Am Dienstag werde sie in einer mehrstündigen Sitzung mit ihren Ministern die Folgen der Abstimmungen im Unterhaus und die nächsten Schritte besprechen, sagte ein Regierungssprecher. Ausgeschlossen seien nach derzeitigem Stand Neuwahlen. “Die Regierung geht weiterhin davon aus, dass ein vertraglich geregelter Brexit die beste Lösung für das Land ist.” EU-Verhandlungsführer Michel Barnier warnte, ein harter Brexit sei in den vergangenen Tagen immer wahrscheinlicher geworden. Die Uhr tickt: Das Vereinigte Königreich muss die EU nach derzeitigem Stand am 12. April verlassen. Bundeskanzlerin Angela Merkel warnte, bei einem No-Deal-Brexit drohe eine Zeit der Unsicherheit in den Beziehungen der EU mit Großbritannien.

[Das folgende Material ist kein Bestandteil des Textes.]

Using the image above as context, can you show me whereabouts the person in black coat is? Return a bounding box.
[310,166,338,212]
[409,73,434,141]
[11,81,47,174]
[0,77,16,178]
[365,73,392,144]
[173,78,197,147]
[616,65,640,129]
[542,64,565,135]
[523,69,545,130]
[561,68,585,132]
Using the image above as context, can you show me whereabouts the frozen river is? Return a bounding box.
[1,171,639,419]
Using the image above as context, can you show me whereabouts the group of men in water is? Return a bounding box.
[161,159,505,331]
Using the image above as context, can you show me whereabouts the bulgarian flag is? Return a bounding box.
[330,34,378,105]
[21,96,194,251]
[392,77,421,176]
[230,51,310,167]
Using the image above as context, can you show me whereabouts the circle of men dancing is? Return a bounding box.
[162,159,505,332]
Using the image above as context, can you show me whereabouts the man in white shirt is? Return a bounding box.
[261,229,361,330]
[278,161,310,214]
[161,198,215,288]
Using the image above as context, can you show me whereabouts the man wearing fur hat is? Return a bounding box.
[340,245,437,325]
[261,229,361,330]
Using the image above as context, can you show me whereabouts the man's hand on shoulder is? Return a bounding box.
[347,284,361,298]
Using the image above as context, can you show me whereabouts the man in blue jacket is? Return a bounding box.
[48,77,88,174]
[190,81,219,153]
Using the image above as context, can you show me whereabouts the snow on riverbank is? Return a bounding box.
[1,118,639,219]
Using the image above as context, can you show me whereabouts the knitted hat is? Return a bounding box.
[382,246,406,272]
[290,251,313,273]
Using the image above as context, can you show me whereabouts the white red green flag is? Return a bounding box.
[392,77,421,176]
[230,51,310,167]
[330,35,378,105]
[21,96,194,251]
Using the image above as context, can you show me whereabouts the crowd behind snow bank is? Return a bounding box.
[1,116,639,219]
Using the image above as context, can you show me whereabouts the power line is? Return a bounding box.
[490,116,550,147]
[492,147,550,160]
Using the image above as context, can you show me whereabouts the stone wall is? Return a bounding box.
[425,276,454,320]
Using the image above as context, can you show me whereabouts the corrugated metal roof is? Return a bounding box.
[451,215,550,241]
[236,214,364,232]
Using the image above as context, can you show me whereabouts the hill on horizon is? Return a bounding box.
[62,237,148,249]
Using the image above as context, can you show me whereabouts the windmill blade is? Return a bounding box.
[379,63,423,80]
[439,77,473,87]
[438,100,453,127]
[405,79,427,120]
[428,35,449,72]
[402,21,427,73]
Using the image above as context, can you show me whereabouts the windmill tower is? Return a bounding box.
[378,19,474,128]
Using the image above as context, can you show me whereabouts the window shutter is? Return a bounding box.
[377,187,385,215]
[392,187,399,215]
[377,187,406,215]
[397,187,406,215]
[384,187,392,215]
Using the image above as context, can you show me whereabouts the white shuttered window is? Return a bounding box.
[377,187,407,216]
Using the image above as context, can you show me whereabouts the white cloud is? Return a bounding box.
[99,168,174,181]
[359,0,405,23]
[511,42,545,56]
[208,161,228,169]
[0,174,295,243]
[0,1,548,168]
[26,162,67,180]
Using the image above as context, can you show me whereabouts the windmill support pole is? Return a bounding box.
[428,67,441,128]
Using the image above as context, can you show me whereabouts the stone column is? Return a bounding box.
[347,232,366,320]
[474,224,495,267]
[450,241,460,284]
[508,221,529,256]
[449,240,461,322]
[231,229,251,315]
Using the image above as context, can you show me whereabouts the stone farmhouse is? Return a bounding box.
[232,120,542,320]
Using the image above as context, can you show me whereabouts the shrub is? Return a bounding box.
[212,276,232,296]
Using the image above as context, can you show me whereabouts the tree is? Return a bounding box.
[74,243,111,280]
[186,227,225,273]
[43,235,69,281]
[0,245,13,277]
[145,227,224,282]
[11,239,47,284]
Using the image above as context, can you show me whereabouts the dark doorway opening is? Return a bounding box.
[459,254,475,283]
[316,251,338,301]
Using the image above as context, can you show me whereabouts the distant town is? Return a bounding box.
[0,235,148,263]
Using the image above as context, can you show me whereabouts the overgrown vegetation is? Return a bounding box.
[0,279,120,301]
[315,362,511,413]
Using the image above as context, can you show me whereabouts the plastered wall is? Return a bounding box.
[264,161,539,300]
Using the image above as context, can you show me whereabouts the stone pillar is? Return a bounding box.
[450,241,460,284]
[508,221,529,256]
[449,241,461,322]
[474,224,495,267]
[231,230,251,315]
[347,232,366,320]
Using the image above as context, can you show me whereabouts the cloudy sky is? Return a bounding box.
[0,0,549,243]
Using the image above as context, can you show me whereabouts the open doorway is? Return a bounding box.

Das Parlament in Westminster hatte Montagnacht in einer Testabstimmungen verschiedene Brexit-Szenarien abgelehnt. Weder die weitere Mitgliedschaft im EU-Binnenmarkt, der Vorschlag eines zweiten Brexit-Referendums noch der Verbleib in einer Zollunion mit der EU nach dem Brexit fanden genügend Zustimmung. Bei letzterem fehlten aber nur drei Stimmen.
Die Voten wurden angesetzt, nachdem Mays mit der EU ausgehandelter Plan für den Abschied drei Mal vor den Abgeordneten scheiterte. Deshalb war der ursprünglich geplante Termin für den EU-Ausstieg Großbritanniens am 29. März nicht mehr zu halten. Das neue Datum ist in zehn Tagen. Würde das Unterhaus zustimmen, könnte die Frist auf den 22. Mai verlängert werden. Daran zweifeln in der EU und den Hauptstädten aber viele. Die EU setzte stattdessen einen Sondergipfel für den 10. April an. Bis dahin will May laut einem Sprecher aufzeigen, wie Großbritannien im Brexit-Prozess weiter vorgehen möchte.
Barnier sagte, er habe “noch etwas Geduld”. Es sei nun aber an Großbritannien, Lösungswege aufzuzeigen. Zugleich machte er deutlich, dass der mit dem Vereinigten Königreich ausgehandelte Austrittsvertrag der einzige Weg sei, mit dem die Briten die EU geregelt verlassen könnten. Ansonsten drohe ein harter Brexit oder eine lange Verschiebung des Austrittsdatums.
KOMMISSION UND ZENTRALBANKEN VORSICHTIG
Die EU-Kommission warnte vor den Folgen eines ungeordneten Brexits für die Finanzmärkte. “Wir werden nicht in der Lage sein, alle möglichen negativen wirtschaftlichen Auswirkungen abzumildern”, sagte Finanzdienstleistungskommissar Valdis Dombrovskis. Es werde zu Störungen kommen. Zugleich kündigte die britische Notenbank zusätzliche Liquiditätsspritzen für Banken an, um Brexit-Verwerfungen an den Finanzmärkten zu verhindern.
Frankreichs Notenbankchef Francois Villeroy de Galhau sagte, die Börsen hätten die gestiegene Gefahr eines harten Brexit noch nicht ausreichend berücksichtigt. Die Märkte müssten dieses Risiko aber in die Kurse aufnehmen, auch beim britischen Pfund. Die EZB stehe notfalls bereit, britischen Banken Euro zu leihen. Auch die britische Notenbank will mit zusätzlichen Liquiditätsspritzen für Banken Verwerfungen verhindern.
Gleichzeitig bereiten sich auch Großkonzerne auf den Ernstfall vor. Ford steckt nach eigenen Angaben bereits zweistellige Millionen-Summen in Vorkehrungen für einen Brexit ohne Abkommen. Im besten Fall werde man das Geld am Ende umsonst für solche Zwecke ausgegeben haben. Der US-Konzern hat gewarnt, auf ihn könnten bei einem harten Brexit Zollkosten in Höhe von einer Milliarde Dollar zukommen.